By Keith Regan, Contributing Writer
Northborough–The town will not pursue a temporary fix to the Otis Street bridge, officials said during the Board of Selectmen’s Jan. 12 meeting. They added that a temporary fix would only delay a permanent replacement, which remains on schedule to be completed later this year.
Department of Public Works Director Dan Nason told selectmen that design and engineering work on the construction of a new Otis Street bridge over Hop Brook is completed and that the town will begin seeking bids from contractors starting Jan. 15.
That will give officials time to review submissions and create a solid budget figure to take to Town Meeting in April. Past estimates have put the cost to replace the bridge at close to $1 million.
The bridge has been closed since July 2014, after an accident damaged guardrails and exposed above-ground utilities and subsequent inspections by state and local officials determined it was not safe for traffic. Though a winding back road, Otis Street is a heavily used cut-through to Route 9.
The town had already identified the bridge as a candidate for replacement and voters at the April 2014 Town Meeting approved $114,000 to design a new structure.
The closure of the bridge has been a sticking point for some residents and business owners and has raised public safety concerns.
Fire Chief David Durgin said the town has put mutual aid agreements in place to have Westborough cover calls on the southern side of Otis Street, but acknowledged that response times are longer than they would be if the bridge were open.
“We have to go all the way around,” he said, adding that average response times of 6.4 minutes to the south end of Otis Street could be reduced by one to three minutes with the direct route open.

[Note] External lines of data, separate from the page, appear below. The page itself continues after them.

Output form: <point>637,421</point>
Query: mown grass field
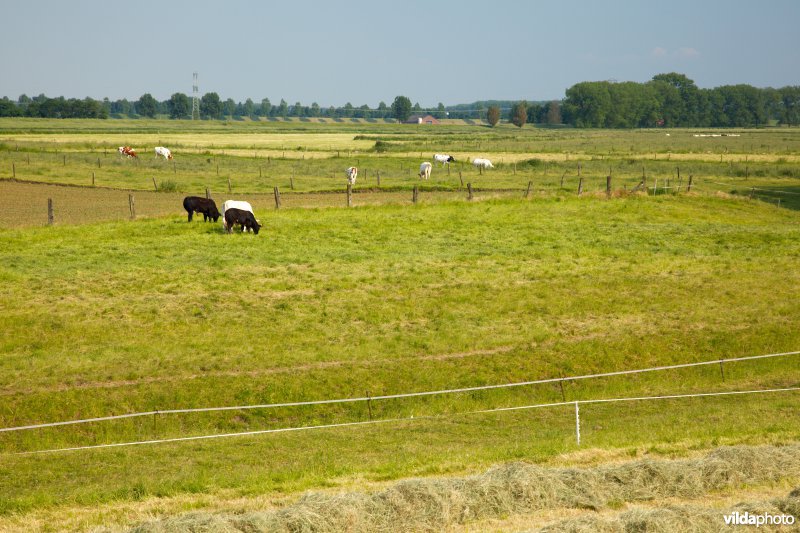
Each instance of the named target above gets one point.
<point>124,316</point>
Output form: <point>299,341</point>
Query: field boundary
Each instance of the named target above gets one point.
<point>720,362</point>
<point>576,403</point>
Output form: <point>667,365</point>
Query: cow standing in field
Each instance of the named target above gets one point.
<point>245,219</point>
<point>425,170</point>
<point>444,159</point>
<point>163,152</point>
<point>484,163</point>
<point>235,204</point>
<point>351,172</point>
<point>127,151</point>
<point>198,204</point>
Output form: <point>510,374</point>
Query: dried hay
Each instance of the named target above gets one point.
<point>684,518</point>
<point>433,504</point>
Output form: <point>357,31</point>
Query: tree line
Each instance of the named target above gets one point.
<point>211,106</point>
<point>667,100</point>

Resident John Fouracre asked the board to give the temporary option more consideration, citing the public safety concerns. But Nason said in all the options examined by the town, a temporary solution – complicated by the presence of the brook – would have delayed the permanent repair.
Durgin said the temporary options looked at would not have had the weight capacity to handle most of his department’s fire trucks anyway.
“There’s nothing more that can be done right now,” said Town Administrator John Coderre. “This project can’t be done any faster.”
If the project is wrapped by the fall, the bridge being out for a year to 18 months represents a relatively fast turnaround for a bridge ordered closed for safety reasons, Nason argued.
“Usually a bridge like this could be closed for three to four years,” he said, adding that even if the bridge had not been ordered closed, it would have been out of commission while it was replaced.